The discovery of IAD provides a way to identify the skatole-producing bacteria and helps us understand the fermentation pathways and their products, which had not been found in previous studies.

Fermentation of aromatic amino acids (in this case tryptophan) leads to a large variety of products that remain with their stable aromatic rings. When this fermentation takes place in the human or animal gut, these compounds can accumulate in the host bloodstream and have global physiological or pathological effects.

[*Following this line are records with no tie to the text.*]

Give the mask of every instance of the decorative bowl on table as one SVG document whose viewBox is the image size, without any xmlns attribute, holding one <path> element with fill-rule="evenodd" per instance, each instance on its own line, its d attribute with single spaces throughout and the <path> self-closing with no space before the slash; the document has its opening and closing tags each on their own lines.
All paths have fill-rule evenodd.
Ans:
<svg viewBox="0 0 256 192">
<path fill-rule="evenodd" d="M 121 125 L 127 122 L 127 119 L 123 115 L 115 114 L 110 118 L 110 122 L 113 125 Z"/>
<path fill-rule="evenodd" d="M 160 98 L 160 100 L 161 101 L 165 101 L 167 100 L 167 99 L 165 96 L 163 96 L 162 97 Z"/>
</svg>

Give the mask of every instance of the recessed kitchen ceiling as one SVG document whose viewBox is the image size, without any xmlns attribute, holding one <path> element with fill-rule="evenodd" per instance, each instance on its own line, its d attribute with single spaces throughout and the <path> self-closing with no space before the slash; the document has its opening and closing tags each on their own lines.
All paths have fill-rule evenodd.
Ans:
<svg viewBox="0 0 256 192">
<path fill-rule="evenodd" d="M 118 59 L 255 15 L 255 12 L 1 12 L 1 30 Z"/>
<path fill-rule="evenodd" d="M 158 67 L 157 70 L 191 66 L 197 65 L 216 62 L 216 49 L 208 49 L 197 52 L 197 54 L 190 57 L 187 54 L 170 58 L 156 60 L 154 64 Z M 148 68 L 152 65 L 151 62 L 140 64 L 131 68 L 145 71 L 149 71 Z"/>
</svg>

Several analysis in humans showed the presence of IAD in two more bacteria: Olsenella uli from the gingival crevice, and Faecalicatena contorta from gangrenous appendicitis. This enzyme also contributes to halitosis, since it is present in certain sequenced human oral bacteria, and this discovery could open some doors to treat this condition. Furthermore, the mosquitoes that cause Japanese encephalitis and West Nile virus are known to be attracted by skatole, so blocking the production of this molecule might help to combat the spread of this infections

In the farming industry, skatole is a major component of the manure smell and the source of some bovine respiratory diseases. Skatole causes acute bovine pulmonary edema (ABPD, a condition caused by excess fluid in the lungs) and emphysema (condition that causes shortness of breath) in cattle. It is also responsible for the intense offensive odor and taste that can be evident when cooking or eating pork. Many ruminants are susceptible to ABPE, a disease in which skatole acts as a very selective pneumotoxin that causes the degeneration of certain lung tissues. Therefore, by knowing the IAD mechanism, the skatole products could be suppressed and with them the unpleasant smell of animal feaces and the other pathological effects that has on many living creatures.